Suffolk County's Women's Bar - 30 Years In The Making
By Dana Klosner | Source: www.smithtownmatters.com
In March the Suffolk County Women’s Bar Association(SCWBA) celebrated its 30th year.
The world was a much different place for female lawyers thirty years ago than it is today, said Valerie Manzo, Esq. the organization’s founding president and Smithtown resident. “There were no women judges in Suffolk County at that time.”
The group was formed by twenty female attorneys who started out just having lunches together.
“Some of us were inside the DA’s office, some were private practice attorneys,” said Manzo. “We would have lunch, share information and mentor each other. We started to notice we were not being recognized on the pipeline for higher positions and judicial positions.”
Manzo said they asked the Big Bar – the co-ed Bar- for representation on a committee that evaluates potential candidates. It was denied at that time without a reason being given.
“Generally speaking we were told that we didn’t have enough experience and that we weren’t practicing long enough,” Manzo said. “We came up with a list of how long each person had been practicing.”
The group met for lunches in 1982 and 1983 then officially began the Suffolk County Women’s Bar Association in 1984.
“We were sworn in by Justice Marie Santagkta,” Manzo said. “She had to come in from Nassau County to swear us in because there wasn’t a single woman on the bench in Suffolk County. She installed all the officers.”

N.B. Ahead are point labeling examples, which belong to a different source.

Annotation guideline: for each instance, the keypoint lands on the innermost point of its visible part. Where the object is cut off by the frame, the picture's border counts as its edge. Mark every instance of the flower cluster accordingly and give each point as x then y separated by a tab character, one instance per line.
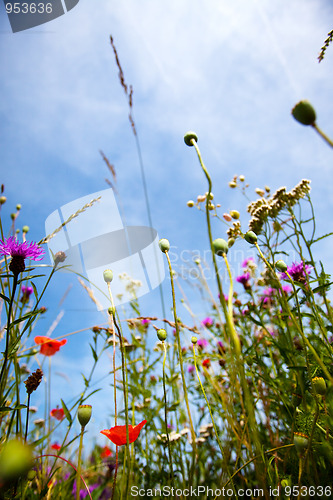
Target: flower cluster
263	208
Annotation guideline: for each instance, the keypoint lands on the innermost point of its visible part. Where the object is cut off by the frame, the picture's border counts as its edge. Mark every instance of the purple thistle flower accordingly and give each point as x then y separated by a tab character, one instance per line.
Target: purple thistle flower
244	280
19	252
297	272
207	322
202	343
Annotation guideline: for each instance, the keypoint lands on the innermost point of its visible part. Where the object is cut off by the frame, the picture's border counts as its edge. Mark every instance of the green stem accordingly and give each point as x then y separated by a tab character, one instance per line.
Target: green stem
3	369
193	436
166	417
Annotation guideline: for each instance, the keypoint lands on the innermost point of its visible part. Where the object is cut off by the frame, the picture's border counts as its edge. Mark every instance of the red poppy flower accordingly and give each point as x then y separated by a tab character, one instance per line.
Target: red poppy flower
56	446
57	413
106	452
206	363
48	346
117	434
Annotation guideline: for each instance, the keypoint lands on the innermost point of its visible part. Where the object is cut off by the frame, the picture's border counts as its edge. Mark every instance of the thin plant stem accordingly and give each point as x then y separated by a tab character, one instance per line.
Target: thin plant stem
78	472
166	416
193	436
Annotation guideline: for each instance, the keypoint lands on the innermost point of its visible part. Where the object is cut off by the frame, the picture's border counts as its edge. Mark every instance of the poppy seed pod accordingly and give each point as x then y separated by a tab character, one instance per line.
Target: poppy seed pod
304	113
108	276
251	237
162	334
280	265
164	245
84	414
220	246
189	137
319	385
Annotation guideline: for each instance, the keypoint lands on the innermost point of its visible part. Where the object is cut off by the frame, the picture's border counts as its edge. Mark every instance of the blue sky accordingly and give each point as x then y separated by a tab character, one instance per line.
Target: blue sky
231	71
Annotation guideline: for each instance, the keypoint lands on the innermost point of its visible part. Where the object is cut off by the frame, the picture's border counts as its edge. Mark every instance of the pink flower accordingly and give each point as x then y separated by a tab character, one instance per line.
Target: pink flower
19	252
57	413
202	343
244	280
207	322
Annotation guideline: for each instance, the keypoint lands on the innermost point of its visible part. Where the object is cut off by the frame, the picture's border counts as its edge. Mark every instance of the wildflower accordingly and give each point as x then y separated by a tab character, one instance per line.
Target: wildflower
57	413
267	297
106	452
33	381
117	434
244	280
297	272
48	346
202	343
55	446
19	252
26	292
247	261
207	322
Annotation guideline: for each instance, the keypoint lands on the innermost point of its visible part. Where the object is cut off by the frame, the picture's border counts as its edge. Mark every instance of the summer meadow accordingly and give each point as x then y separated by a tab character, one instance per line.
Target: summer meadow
237	405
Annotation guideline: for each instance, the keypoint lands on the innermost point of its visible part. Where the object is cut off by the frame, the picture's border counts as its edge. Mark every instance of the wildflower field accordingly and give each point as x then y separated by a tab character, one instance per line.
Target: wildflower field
237	406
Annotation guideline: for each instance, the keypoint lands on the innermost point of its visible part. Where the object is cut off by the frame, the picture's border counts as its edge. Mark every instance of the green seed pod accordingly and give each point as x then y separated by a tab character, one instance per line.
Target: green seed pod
280	265
301	441
108	276
111	310
220	246
15	460
162	334
234	214
189	137
251	237
319	385
84	414
164	245
304	113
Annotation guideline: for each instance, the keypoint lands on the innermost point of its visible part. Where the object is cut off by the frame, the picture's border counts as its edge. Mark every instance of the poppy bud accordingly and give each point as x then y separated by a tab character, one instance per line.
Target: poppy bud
319	385
234	214
300	441
164	245
189	137
280	265
251	237
108	276
162	334
304	113
220	246
84	414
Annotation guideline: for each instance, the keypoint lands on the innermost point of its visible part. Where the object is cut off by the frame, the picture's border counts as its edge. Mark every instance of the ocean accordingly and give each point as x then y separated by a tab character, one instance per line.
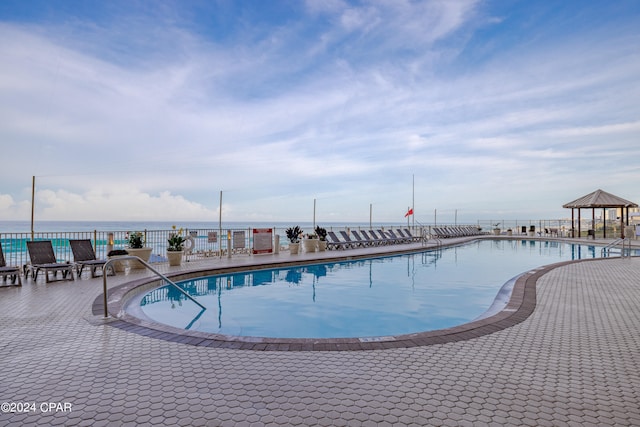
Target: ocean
78	226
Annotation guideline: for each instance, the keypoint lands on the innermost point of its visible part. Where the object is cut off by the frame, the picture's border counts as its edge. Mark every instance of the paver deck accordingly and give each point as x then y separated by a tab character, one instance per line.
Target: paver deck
574	361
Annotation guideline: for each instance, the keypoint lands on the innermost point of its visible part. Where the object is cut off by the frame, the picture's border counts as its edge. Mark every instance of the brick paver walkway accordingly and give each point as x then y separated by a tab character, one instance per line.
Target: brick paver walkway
574	361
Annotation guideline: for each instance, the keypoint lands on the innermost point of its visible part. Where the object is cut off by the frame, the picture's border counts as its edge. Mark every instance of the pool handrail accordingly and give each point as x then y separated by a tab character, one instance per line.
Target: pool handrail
605	251
144	263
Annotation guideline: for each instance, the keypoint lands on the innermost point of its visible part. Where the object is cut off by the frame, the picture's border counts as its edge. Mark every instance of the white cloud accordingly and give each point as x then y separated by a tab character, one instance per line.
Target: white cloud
349	111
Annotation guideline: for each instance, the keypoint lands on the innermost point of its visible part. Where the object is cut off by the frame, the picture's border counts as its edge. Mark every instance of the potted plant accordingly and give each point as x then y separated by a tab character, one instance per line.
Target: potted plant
118	266
496	229
137	248
175	247
293	234
310	243
322	238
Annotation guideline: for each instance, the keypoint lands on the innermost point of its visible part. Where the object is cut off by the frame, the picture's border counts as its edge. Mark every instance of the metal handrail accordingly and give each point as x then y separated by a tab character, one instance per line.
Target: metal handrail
153	270
616	243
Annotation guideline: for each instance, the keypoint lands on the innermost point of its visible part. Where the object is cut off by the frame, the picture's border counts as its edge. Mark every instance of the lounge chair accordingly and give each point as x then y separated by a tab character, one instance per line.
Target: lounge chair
352	243
43	258
371	240
8	271
85	256
361	239
398	239
413	238
384	237
333	242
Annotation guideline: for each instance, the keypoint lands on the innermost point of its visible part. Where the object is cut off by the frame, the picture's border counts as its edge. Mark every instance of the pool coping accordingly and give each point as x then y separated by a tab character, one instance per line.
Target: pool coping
520	306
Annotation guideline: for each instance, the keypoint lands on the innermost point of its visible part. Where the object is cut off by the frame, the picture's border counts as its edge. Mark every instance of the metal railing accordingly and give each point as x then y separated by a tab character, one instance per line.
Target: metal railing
624	244
108	265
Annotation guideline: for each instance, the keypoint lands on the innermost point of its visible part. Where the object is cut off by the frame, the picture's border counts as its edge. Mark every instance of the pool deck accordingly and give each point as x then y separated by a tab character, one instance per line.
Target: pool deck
573	360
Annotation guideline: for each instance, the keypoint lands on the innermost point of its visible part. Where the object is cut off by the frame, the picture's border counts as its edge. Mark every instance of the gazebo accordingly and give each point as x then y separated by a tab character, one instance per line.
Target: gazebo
604	200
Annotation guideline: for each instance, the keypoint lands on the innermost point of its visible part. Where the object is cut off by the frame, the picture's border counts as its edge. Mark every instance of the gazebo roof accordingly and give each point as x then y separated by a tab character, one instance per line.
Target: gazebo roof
600	199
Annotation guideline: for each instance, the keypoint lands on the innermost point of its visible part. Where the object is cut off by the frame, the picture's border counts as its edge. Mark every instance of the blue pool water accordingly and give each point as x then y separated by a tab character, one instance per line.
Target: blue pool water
375	297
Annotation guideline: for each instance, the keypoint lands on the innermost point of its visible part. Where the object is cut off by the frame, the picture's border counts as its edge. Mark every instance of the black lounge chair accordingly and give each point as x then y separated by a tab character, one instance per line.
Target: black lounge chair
8	271
43	258
85	256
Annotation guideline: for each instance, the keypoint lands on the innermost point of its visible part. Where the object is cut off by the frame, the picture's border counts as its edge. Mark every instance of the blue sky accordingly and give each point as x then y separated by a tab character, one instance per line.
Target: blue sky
146	110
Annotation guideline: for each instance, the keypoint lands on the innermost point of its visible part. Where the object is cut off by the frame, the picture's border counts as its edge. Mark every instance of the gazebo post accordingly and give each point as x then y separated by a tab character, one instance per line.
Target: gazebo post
600	199
579	222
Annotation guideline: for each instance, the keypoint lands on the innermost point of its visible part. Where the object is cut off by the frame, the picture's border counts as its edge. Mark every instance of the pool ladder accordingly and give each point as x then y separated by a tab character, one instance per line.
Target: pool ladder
624	244
107	265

There was already a group called the Nassau/Suffolk Women’s Bar Association but the meetings for Suffolk County lawyers were a logistical nightmare, Manzo said.
The organization is still affiliated with the Nassau/Suffolk Women’s Bar Association and is one of 18 chapters of the Women’s Bar Association of the State of New York - WBASNY
“Our organization meets the needs of women lawyers,” Manzo continued.
Now there are plenty of women on the bench, Manzo said.
“In 1982 the Hon. Mary Werner – who was a wonderful judge and a Senior Assistant District Attorney would say she could count all the women who had been in the DA’s office on two hands,” Manzo said. “Quite a difference from today.”
“We got to know each other’s practices,” Manzo continued. “When a member of our organization – male or female – [because there are male members] would run for a judiciary position many of us would be on a committee. We would work on campaigns and cross party lines. We would help each other out. Now it’s not uncommon for a woman to be in a judicial position. People don’t think twice whether it’s a man or woman running. “
But the work is not over.
“There are still a lot of glass ceilings left,” Manzo said. “We need to make inroads. We’re not represented on corporate boards as much as our numbers would indicate. [About] 83% of Congress is male. Some say our numbers are dropping and we need to wake up. We’ve become complacent. We should be leaders. Fifty percent of the population is female and we are not in leadership roles. This is a national treasure we are not utilizing. We are competing on a global scale for everything. Why not use all of your population when it comes to leadership roles.”
“The goal of the organization as a whole is to promote the advancement of women in the legal profession and improve the status of women in society,” said the organization’s current president Tara Scully. “The SCWBA has impact on the local level, but, what many don’t realize is that the organization has significance statewide, nationally, and internationally as well. Locally we do things like provide free mammograms to the community by bringing in mammogram vans twice a year, we take collections for service members on active duty, we collect clothing for domestic violence victims reentering the workforce, assist the Cohalan Child Care Center in fundraising, food and book donation collections. As a statewide voice, the organization is regularly asked to comment on legislation impacting the profession and/or women. Internationally, the WBASNY has a special consultative status to the United Nations.”
On a personal level, Scully said the group has provided her with a professional home. A group of women, of broad and diverse backgrounds that are accessible to her at any given time for any reason.
Later this month the group will install its new officers with Lisa S. Fine taking over as president.